Un climat de peur semble envahir inexorablement le royaume de France. Le monarque et ses ministres se servent allègrement de ce climat en même temps qu’il le suscite sournoisement. D’où vient la peur montante, à quelles sources s’alimente-t-elle ? Un tri est indispensable entre causes objectives et causes subjectives du phénomène. S’agissant de ces dernières il est difficile de nier que la production d’un environnement social anxiogène ne peut qu’être que propice à l’exacerbation de la peur. Parmi les facteurs anxiogènes, la dérive sécuritaire que représente l’accentuation du rôle répressif du couple police/justice ces dernières années en France est pour le moins déterminante.

Les raisons d’avoir peur sont multiples. Les individus ne sont pas affectés au même degré par l’anxiété que peut provoquer un évènement donné. Avant de craindre pour sa vie ou celle de ses proches il existe de nombreuses raisons de craindre que demain soit pire qu’aujourd’hui. Ainsi, cela fait près de quatre décennies que l’insécurité sociale progresse dans notre pays, comme chez nos voisins européens du reste. L’emploi et les revenus sont de plus en plus souvent précaires, le taux de chômage réel de la population n’a jamais été aussi élevé, le nombre de nos concitoyens vivant sous le seuil de pauvreté augmente chaque année. Alors, comment rester serein lorsque l’on est déjà concerné par la précarité ou que l’on est menacé d’y tomber prochainement. La dégradation de la qualité des « services publics », la panne de l’ascenseur sociale que l’Ecole a pu constituer pour d’anciennes générations, l’insuffisante prise en charge des plus démunis par le système de protection sociale, tout cela n’arrange évidemment rien. Et l’anxiété est cousine de la résignation. Demain sera forcément plus sombre : par exemple, personne ne croit vraiment que la loi « travail » va améliorer le sort de la plupart des salariés. Les attentats perpétrés en France par les « fous d’Allah » ont donc bon dos en ce sens qu’ils interviennent au sein d’une société en proie au doute quant à la quiétude nécessaire à son épanouissement.

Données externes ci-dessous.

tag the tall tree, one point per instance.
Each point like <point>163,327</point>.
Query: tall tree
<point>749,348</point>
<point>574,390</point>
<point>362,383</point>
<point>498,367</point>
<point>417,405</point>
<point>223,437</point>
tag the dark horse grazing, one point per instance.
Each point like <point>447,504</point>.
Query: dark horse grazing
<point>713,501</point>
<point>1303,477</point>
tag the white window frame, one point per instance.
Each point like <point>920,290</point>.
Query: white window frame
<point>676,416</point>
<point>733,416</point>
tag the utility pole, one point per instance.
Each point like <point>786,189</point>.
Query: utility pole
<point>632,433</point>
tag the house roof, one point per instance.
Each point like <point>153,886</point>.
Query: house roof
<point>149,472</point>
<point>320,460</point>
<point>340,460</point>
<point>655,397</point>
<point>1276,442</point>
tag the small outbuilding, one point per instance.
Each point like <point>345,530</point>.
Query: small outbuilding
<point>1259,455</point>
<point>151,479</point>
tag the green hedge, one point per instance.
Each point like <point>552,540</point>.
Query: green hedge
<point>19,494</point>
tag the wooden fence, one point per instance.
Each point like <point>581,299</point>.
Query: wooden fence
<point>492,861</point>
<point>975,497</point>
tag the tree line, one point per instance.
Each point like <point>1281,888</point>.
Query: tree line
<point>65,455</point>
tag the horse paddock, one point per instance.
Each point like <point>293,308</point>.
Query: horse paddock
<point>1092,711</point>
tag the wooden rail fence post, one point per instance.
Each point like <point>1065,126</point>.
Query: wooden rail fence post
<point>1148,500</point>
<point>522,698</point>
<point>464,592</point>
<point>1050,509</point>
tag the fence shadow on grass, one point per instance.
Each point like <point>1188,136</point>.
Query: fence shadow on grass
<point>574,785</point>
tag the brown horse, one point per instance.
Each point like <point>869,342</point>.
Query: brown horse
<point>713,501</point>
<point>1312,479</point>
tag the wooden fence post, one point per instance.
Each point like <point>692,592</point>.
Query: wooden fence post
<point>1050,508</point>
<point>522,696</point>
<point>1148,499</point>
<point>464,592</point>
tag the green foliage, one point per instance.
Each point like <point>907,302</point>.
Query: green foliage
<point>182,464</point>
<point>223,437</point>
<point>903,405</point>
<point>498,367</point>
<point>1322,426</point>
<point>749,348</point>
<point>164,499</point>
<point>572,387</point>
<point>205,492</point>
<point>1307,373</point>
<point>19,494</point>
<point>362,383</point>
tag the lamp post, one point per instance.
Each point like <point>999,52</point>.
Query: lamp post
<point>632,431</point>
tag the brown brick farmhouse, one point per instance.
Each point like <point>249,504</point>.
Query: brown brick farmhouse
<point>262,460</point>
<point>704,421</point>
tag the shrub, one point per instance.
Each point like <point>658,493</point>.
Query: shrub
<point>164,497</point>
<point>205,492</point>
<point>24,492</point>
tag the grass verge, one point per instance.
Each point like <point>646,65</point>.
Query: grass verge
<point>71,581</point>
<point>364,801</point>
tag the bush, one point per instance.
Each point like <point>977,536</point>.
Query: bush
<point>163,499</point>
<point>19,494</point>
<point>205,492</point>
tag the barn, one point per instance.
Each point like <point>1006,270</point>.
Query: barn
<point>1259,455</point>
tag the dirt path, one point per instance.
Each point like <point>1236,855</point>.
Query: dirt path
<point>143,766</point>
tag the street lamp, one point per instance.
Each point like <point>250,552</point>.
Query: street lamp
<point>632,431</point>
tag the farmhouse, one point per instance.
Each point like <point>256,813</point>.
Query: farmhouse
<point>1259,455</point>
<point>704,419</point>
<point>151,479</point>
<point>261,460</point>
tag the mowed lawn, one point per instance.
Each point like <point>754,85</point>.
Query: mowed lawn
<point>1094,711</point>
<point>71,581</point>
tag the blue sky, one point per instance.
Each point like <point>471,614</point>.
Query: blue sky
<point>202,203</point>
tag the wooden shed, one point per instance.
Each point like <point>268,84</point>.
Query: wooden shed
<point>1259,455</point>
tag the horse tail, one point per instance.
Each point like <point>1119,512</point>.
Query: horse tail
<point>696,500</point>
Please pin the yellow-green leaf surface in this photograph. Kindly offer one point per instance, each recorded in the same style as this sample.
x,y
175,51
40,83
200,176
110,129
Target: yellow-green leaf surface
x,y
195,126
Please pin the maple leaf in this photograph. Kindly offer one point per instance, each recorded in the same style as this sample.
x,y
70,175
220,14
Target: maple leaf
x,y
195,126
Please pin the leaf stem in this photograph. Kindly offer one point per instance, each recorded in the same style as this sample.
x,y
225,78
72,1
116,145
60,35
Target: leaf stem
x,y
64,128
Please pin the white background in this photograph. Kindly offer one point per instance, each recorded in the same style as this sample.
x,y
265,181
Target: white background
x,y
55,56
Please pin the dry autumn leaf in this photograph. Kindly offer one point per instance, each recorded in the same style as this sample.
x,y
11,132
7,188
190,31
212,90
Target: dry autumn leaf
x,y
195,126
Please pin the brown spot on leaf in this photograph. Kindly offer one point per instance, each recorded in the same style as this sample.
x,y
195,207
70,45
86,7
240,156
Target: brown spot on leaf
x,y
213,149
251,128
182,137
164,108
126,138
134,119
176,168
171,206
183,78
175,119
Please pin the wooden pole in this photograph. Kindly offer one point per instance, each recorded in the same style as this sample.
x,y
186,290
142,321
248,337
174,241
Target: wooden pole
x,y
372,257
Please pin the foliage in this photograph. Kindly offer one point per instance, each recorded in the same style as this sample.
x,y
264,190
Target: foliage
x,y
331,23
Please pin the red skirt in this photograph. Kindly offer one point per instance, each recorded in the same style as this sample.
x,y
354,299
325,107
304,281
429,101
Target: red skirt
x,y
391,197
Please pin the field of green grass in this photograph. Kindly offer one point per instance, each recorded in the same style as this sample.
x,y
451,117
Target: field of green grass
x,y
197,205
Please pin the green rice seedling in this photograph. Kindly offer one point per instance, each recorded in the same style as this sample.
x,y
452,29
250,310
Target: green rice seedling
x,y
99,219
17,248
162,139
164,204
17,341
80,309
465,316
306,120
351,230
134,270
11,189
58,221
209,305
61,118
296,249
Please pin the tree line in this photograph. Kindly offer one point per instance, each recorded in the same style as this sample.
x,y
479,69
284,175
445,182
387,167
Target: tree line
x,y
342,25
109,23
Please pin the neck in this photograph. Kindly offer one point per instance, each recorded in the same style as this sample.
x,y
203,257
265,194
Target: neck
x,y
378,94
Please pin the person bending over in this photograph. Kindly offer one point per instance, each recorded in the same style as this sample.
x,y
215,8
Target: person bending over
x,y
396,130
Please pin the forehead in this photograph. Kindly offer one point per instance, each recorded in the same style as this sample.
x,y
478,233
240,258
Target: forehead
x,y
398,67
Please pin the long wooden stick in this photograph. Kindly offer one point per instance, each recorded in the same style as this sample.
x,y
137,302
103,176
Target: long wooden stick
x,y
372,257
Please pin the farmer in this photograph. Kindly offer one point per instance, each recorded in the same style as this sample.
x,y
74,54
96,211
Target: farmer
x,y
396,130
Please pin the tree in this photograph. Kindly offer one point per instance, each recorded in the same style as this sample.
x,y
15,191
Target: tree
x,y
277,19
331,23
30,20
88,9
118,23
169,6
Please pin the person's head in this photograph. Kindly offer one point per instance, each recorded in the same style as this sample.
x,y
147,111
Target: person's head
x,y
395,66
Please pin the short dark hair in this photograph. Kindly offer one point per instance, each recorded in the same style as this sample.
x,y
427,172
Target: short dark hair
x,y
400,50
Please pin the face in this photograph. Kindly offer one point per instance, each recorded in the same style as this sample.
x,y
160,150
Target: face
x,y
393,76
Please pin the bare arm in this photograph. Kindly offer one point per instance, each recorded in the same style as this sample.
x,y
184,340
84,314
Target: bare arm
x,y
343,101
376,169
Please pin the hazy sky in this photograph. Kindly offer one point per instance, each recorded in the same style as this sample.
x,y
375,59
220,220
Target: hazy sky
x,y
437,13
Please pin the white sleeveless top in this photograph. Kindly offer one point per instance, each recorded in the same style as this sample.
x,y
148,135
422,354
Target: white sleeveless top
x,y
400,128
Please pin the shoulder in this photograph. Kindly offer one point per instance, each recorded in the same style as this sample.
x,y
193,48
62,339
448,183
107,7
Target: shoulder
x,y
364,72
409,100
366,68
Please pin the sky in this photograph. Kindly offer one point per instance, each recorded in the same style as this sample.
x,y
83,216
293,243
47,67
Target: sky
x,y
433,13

Ils offrent cependant l’occasion de mettre en place le cadre de contention d’une société toujours susceptible de ne plus accepter la soumission au néolibéralisme économique que l’on attend d’elle.

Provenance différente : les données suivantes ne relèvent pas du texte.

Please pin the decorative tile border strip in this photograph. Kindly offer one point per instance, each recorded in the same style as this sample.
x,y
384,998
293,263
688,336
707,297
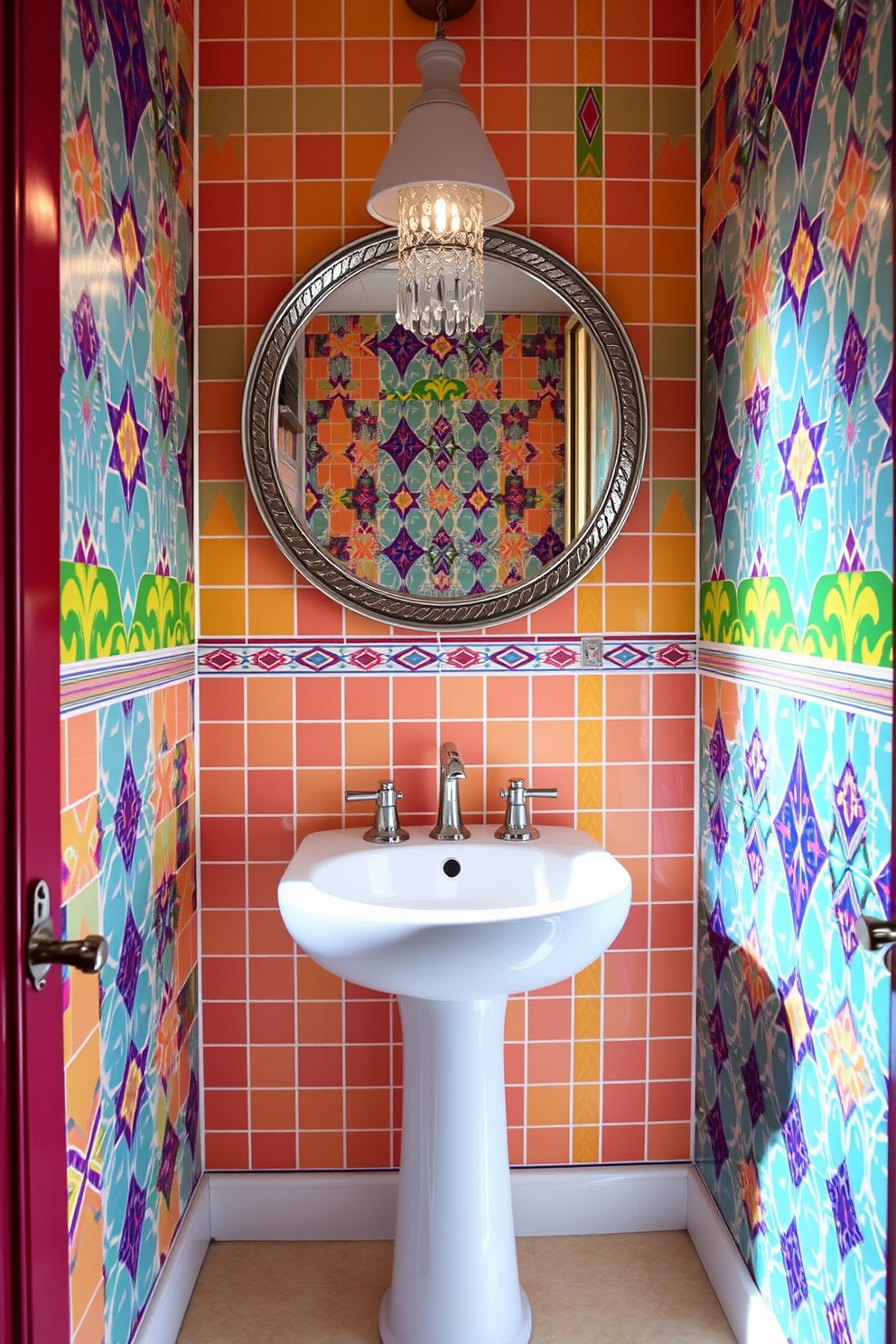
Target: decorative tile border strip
x,y
550,653
849,686
83,686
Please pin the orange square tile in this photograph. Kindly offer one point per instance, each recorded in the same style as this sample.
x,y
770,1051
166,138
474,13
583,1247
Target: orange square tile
x,y
547,1147
320,1107
622,1143
461,696
272,1066
80,754
548,1063
226,1151
669,1143
553,61
269,698
272,611
222,611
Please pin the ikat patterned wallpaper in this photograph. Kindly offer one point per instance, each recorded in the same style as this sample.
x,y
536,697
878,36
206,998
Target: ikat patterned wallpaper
x,y
126,648
797,614
446,479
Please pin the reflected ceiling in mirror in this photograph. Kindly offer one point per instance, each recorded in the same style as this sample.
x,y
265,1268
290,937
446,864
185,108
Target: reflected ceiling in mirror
x,y
435,481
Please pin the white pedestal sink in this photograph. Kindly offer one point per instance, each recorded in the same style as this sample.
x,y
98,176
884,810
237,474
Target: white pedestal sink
x,y
453,929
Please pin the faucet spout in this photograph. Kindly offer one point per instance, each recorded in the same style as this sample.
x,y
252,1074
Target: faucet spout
x,y
449,824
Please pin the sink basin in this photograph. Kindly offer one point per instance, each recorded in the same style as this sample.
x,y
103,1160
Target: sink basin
x,y
443,919
453,929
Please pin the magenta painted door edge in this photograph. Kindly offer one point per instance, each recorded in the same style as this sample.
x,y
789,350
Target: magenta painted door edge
x,y
33,1253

Les plus précaires des précaires sont les premiers visés par le durcissement de la gestion sécuritaire de la question sociale. Ainsi, l’on constate depuis quelques semaines un usage croissant et quotidien de la violence verbale et physique de la police à l’égard des migrants. Le 22 juillet, le démantèlement du dernier camp qui s’était formé aux abords du métro Jaurès ( !) dans le 19è arrondissement de Paris a donné lieu à des charges policières aveugles à coup de gaz lacrymogènes. Dans la nuit du dimanche 31 juillet, les forces de l’ordre n’ont pas hésité à charger brutalement et à matraquer indistinctement ces déshérités, dont une vingtaine de femmes et d’enfants, pour les empêcher d’installer un nouveau campement.

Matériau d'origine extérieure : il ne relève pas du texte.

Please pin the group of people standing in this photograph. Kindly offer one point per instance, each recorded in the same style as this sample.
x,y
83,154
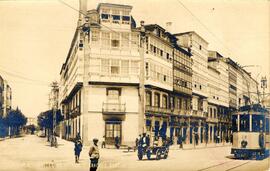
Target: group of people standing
x,y
93,152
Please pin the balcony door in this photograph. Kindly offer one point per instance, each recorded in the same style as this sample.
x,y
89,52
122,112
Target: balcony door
x,y
113,95
113,99
112,130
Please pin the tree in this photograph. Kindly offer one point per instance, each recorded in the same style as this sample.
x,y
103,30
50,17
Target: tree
x,y
15,119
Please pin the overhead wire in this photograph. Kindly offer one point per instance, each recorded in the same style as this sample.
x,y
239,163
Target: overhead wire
x,y
96,23
23,77
213,34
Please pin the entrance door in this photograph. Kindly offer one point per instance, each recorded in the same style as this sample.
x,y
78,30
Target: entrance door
x,y
113,129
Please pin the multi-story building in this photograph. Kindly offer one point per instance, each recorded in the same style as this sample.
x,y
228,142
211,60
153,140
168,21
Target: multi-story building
x,y
100,78
167,107
7,98
198,47
99,86
31,121
243,89
218,99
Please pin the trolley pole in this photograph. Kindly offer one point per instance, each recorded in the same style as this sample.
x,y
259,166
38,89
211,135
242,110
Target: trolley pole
x,y
55,90
263,86
141,78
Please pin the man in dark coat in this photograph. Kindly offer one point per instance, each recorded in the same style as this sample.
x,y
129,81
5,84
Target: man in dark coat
x,y
77,150
94,155
117,142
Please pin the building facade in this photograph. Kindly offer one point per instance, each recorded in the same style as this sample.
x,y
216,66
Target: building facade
x,y
198,47
99,86
218,100
5,97
189,91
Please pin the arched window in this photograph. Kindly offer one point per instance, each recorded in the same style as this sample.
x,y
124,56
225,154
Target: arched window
x,y
148,98
157,100
165,101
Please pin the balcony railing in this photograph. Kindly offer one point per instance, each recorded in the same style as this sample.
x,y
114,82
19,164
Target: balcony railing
x,y
155,109
181,112
211,119
113,108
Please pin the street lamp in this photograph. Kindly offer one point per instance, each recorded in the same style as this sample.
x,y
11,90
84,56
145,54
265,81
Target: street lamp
x,y
263,86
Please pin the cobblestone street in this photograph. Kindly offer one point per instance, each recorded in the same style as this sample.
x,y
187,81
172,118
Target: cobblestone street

La brutalité policière semble devenue la réponse commune à diverses franges de la société. Elle existe depuis longtemps désormais dans les quartiers populaires où la police contrôle, harcèle, frappe et tue sans ne jamais être inquiétée. On ne compte plus les personnes arrêtées mortes par « asphyxie » – comme Ali Ziri, Lamine Dieng, Wissam El Yamni ou Adama Traoré le 19 juillet dernier à Beaumont-sur-Oise. Les manifestants des « mouvements sociaux » en font également largement les frais lorsqu’ils se heurtent à des policiers qui frappent, gazent, matraquent, blessent et mutilent. Les exemples font florès : opposants à la loi El Khomri, zadistes de Notre-Dame- des Landes, contre-manifestants lors de la COP 21 à Paris en novembre 2015 mort de Rémi Fraisse à Civens en octobre 2014, éborgnés au flash-ball ici ou là. Les conflits du travail sont eux aussi l’occasion désormais d’une répression inédite : condamnation à des peines de prison ferme pour neuf salariés de Goodyear l’an dernier, validation en août dernier par Myriam El Khomri, Ministre du Travail, de la procédure de licenciement frappant Vincent Martinez, délégué CGT d’Air France (affaire dite de « la chemise ») Alors même que l’Inspection du travail avait refusé ce licenciement.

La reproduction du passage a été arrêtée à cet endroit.